Nelo e Idália regressaram à televisão portuguesa, cerca de quinze anos depois de terem surgido no Herman SIC. A expetativa era grande, sobretudo para os fãs da dupla, uma vez que as duas personagens sempre foram das mais icónicas criadas por Herman José.

Na nova sitcom, o casal surge acompanhado das duas filhas, do namorado de uma delas, de uma empregada e da senhoria da casa onde vivem. É este o mote para as novas aventuras de Nelo e Idália, a mais recente aposta da estação pública para as noites de sexta-feira.

Vítimas da austeridade, Nelo e Idália mudaram-se para casa da mãe de Idália, em Mem-Martins. Carla, a filha mais velha do casal, autoproclama-se independente, mas não consegue viver sem a ajuda dos pais. Aidinha, a filha mais nova, sonha tornar-se uma cantora popular. O namorado de Aidinha, Elias, é um "pinga amor" e trabalha como DJ. O dia-a-dia da família é assombrado pela presença da senhoria, Anália, uma mulher amarga e desconfiada, que faz de tudo para os tirar da casa.

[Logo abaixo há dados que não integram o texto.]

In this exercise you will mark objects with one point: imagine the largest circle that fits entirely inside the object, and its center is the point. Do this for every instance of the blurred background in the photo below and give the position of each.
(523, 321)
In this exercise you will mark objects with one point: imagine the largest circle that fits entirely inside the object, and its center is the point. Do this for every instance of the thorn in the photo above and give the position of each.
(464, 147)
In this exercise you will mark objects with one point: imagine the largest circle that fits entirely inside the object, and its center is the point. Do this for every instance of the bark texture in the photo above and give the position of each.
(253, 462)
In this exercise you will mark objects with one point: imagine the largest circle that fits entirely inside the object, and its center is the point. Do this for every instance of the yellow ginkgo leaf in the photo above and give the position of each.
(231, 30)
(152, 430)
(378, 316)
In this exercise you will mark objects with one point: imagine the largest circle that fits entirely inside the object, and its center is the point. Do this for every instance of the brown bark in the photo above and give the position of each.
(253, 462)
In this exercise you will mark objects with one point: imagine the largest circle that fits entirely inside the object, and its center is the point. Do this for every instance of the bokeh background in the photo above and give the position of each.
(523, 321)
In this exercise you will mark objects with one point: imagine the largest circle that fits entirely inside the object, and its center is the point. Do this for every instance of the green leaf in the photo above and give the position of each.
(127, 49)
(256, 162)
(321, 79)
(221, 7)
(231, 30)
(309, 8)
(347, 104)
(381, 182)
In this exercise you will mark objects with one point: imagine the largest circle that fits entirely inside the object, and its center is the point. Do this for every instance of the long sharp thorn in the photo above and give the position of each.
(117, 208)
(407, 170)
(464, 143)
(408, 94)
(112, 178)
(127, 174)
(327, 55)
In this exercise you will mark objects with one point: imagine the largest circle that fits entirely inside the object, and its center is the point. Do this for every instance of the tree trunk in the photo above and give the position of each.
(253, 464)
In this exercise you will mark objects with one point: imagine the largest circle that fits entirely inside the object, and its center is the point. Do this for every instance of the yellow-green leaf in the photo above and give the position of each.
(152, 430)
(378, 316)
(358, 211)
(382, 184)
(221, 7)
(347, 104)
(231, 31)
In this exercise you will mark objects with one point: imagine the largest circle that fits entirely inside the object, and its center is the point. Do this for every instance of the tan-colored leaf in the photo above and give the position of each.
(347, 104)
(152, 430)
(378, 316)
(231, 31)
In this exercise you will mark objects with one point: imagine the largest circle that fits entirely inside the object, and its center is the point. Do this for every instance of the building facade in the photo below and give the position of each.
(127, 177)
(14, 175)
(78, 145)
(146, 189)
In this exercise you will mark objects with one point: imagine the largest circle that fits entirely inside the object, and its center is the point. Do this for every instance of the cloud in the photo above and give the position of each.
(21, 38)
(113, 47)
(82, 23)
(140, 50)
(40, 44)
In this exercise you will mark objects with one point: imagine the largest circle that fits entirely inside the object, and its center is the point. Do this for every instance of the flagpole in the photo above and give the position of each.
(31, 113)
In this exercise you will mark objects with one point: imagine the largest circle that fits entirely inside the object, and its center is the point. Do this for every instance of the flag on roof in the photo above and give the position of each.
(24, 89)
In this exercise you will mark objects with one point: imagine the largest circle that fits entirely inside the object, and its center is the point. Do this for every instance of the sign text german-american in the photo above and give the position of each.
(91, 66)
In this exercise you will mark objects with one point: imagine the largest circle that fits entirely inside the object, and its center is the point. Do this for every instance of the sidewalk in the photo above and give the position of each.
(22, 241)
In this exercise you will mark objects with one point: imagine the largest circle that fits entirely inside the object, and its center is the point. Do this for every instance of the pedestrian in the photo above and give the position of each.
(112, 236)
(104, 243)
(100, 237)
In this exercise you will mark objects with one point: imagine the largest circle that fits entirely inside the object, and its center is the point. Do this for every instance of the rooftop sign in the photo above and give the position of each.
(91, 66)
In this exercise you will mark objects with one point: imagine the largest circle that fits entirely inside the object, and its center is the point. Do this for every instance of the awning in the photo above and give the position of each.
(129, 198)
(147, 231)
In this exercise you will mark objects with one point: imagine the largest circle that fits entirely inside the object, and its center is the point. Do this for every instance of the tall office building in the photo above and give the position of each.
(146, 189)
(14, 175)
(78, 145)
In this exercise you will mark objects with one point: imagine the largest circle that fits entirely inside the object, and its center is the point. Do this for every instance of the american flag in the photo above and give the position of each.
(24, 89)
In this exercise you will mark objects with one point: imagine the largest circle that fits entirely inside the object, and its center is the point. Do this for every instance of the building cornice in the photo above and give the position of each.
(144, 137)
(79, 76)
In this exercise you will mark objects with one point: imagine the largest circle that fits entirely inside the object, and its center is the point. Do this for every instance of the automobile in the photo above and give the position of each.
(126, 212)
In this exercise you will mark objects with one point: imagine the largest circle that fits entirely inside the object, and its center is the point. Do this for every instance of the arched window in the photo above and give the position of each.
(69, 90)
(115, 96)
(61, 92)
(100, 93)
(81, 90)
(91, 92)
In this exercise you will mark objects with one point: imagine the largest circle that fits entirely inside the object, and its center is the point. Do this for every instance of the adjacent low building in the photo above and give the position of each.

Ver o mestre do humor em Portugal regressar no papel de Nelo, ao lado de Maria Rueff como Idália, é sempre um bom começo. O problema é quando tudo o resto parece não resultar tão bem… É aqui que a sitcom da RTP1 começa a falhar.

A nível técnico, Nelo e Idália está longe de ser perfeito. A realização opta por alguns planos à mão, muitos deles com um enquadramento estranho. Diferentes do habitual, é certo, mas com ângulos não muito bem conseguidos e que ficam mais próximos de um vídeo amador. Por outro lado, à semelhança do que acontece, por exemplo, com Treze, a qualidade de imagem não é a melhor.

As histórias de Nelo e Idália seguem uma estrutura muito próxima das sitcoms dos anos 90. O facto de estarem tão presas a um formato já ultrapassado, muitas vezes faz com que os textos pareçam ridículos demais e as situações criadas caem no exagero. Em contrapartida, existem diálogos a roçar o genial e que demonstram uma tentativa, por parte dos guionistas, de inovar. Um dos exemplos é quando Herman José sai de personagem e dirige-se a Maria Rueff, tratando-a pelo nome real. 

Ainda no campo da escrita, nota-se que o formato conta com vários guionistas, uma vez que Herman José, Joana Marques, Mário Botequilha, Maria João Cruz e Susana Romana acabam por ter um tipo de humor diferente, entre si. Tudo isto faça com que haja um equilíbrio e as histórias resultem, até porque todos os guionistas da série contam já com experiência em formatos de humor, sempre bem conseguidos no seu guião.

No fundo, Nelo e Idália consegue entreter o público e a essência daquela família está lá. Mas as personagens, apesar de terem o mesmo nível de protagonismo, acabam por não resultar tão bem de igual forma. Inês Sobral traz-nos uma Aidinha crescida e engraçada, com vontade de ser cantora pimba e vingar no mundo da música popular como a “nova Rebeca”.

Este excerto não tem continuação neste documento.